Additionally, although the appellant argues that there was no issue of alimony, the issue of whether to award the plaintiff the defendant's one-half interest in the automobile was, in the trial, framed in terms of an award of permanent alimony.
5. No reversible error is shown by the trial judge's failure to charge, without request, to the effect that the plaintiff had the burden of proof of her domicile in this state, rather than her residence, as is provided by Code § 30-107, where no objection was made prior to the return of the verdict. Code Ann. § 70-207 (a) (Ga. L. 1965, pp. 18, 31; 1966, pp. 493, 498; 1968, pp. 1072, 1078). This was not such a "substantial error in the charge which was harmful as a matter of law" as can be considered and reviewed absent objection under the provisions of Code Ann. § 70-207, supra, (c). "[T]he better practice, in charging a Code section, is to use its exact language..." Dyer v. State, 71 Ga. App. 41, 42 ( 29 S.E.2d 922) (1944).

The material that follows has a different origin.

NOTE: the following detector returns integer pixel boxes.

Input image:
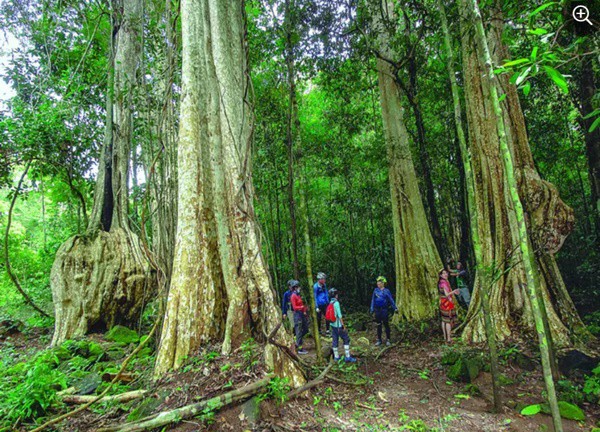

6. Where there was no prayer in the pleadings for a division or partition of the property, the trial judge did not err in failing to charge the jury that it could make an equitable division of an automobile in which each of the parties owned one-half interest and award the entire interest in the same to the plaintiff or to the defendant. See Wade v. Wade, 222 Ga. 389, 391 (2) ( 149 S.E.2d 816) (1966) and cits. Furthermore, the appellant is in no worse a position with regard to the automobile after the jury verdict, which left both parties with the half interest which they already possessed.
7. The appellant contends that the judgment was excessive in that it required his payment within 90 days of $750 for child support and $500 for attorney fees, or a total of $1,250, whereas the evidence showed his income for that period would be only $1,385.47, or only $135.47 more than the amount of the judgment.
It is true that "an alimony award capturing almost all of the husband's income was held to be excessive. Frazier v. Frazier, 229 Ga. 252 ( 190 S.E.2d 67) (1972)." Smith v. Smith, 237 Ga. 499, supra, pp. 500-501. However, in Mullinax v. Mullinax, 234 Ga. 553 (1) ( 216 S.E.2d 802) (1975), we approved the jury's consideration, in arriving at the amount of alimony, of evidence of the following factors: "The financial status of the husband, the value of his property, his estate, his income, the resources from which he procures income, the extent of his earning capacity, his training and his ability..."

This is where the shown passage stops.